Фаррелл кивнул, и Хамид со странной мягкостью в голосе сказал:
– Вам бы тоже не грех как следует поупражняться – я о музыке говорю. На Турнире Святого Кита нам обоим придется трудиться в поте лица. Предстоит коронация нового короля, тут нет никаких сомнений, к тому же кучу оруженосцев возведут в рыцарское достоинство, ну и помимо того – пение, танцы, и под вечер, скорее всего, состязание мимов, а для него, как вы знаете, нужны музыканты. Так что дела нам хватит, а там уж, когда все кончится, мы сможем покинуть Лигу.

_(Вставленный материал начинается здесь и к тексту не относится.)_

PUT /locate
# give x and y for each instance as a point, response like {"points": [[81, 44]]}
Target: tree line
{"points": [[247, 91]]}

Фаррелл помолчал, потом кивнул. Хамид сказал:
– Самое будет время.
На одной из расположенных за городом ярмарочных площадок происходил съезд коллекционеров самоходных экипажей. В принадлежащем хозяину мастерской «паккарде» 1904 года Фаррелл отправился вместе с коллекционерами на пикник. Участники съезда приоделись соответственно случаю – клеенчатые картузы, бриджи, пылевики до пят, украшенные цветами шляпки и шляпы с огромными полями, перчатки с крагами, ботинки на кнопках до середины икры и авиаторские шарфы. Люди они были дружелюбные и разговорчивые, такие же чистенькие, как их похожие на паучков машины, к тому же многие из них, и старые, и молодые, почему-то и сами оставляли впечатление недавно отреставрированных, будто с них любовно соскребли и удалили грязный налет времени, в котором они живут. Фарреллу бросилось в глаза, что они стараются не отходить далеко от своих машин, едва ли не липнут к ним физически, как давние переселенцы к сиденьям своих бесценных фургонов. Он про себя посмеялся над ними, но когда весь караван тронулся в путь по проселочным дорогам и маленьким городкам, сам воздух стал казаться на вкус первозданным и свежим, и что-то неуловимо изменилось в окружающей местности, сделав ее менее покладистой и безопасной. Фаррелл увидел оленя, потом черную белку, потом – на заболоченной почве, там, где машины, расплескивая воду, пересекали мелкий ручей – отпечаток крупной кошачьей лапы. Через какое-то время он вдруг обнаружил, что шарит глазами вокруг, отыскивая над деревьями реактивные следы и телевизионные антенны.